I might have wimped out on Gracie’s big plans for the cabin, but just try telling her that the kid wasn’t right and she’d clam up like she was fixing to shit diamonds.

“He’s just a regular kid. He might not be just like us, but that’s no reason to treat him any different. You sound just like those army guys sometimes, Brandon,” she’d snapped at me the last time I’d tried to bring it up.

I didn’t put it right, maybe. I cared about the little guy just as much as Gracie did, but if she thought we were gonna be able to hide him up here forever…

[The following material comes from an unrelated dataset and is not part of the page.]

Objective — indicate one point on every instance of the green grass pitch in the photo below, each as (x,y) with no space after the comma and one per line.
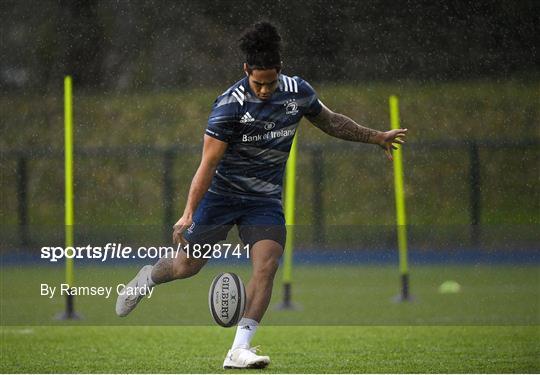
(347,324)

And those sunflowers. Those goddamn, creepy-ass sunflowers. She had to know that wasn’t normal. Goddamn seeds one day, thirty feet tall by the end of the week. Good soil. Right. But now, whenever I brought the topic of Jake up, Gracie scrammed. Hid out in her room, talking to that Internet chick, which she seemed to think was some big secret. Gracie thought that as long as the army guys stayed away, everything would be just peachy, but the kid was growing.

And we had no idea what he was growing into.

And what are you gonna do about it, even if do you get her to listen, big shot?

Well, I didn’t have a plan exactly, but we’d have to keep Jake safe somehow, and wouldn’t it be safer for the kid if we stopped pretending all that weird shit wasn’t happening? Gracie would have to see the truth of it sooner or later. I needed her to. She was so smart, and so good at thinking problems through without getting bulldozed by them the way I did. It was weird—she wasn’t like the girls me and Stevie used to run around with at school, but there was something cool about her anyway. I gave the fishing line a pull. Nothing doing. She could at least have come along today, it was so boring sitting here staring at the lake. We could have talked about something different from supplies or Jake. Anything. After spending most of last Fall wishing she’d shut the hell up, I kind of missed her yapping on when we were apart.

She’d laugh at me if she knew I was thinking that, like she did when I fussed after the chickens. Back when we’d met, I hadn’t liked the way she’d laughed at me, but now I laughed with her. She’d been acting so weird lately. She was probably mad at me. Mad she’d ended up stuck out in the middle of nowhere with such a loser.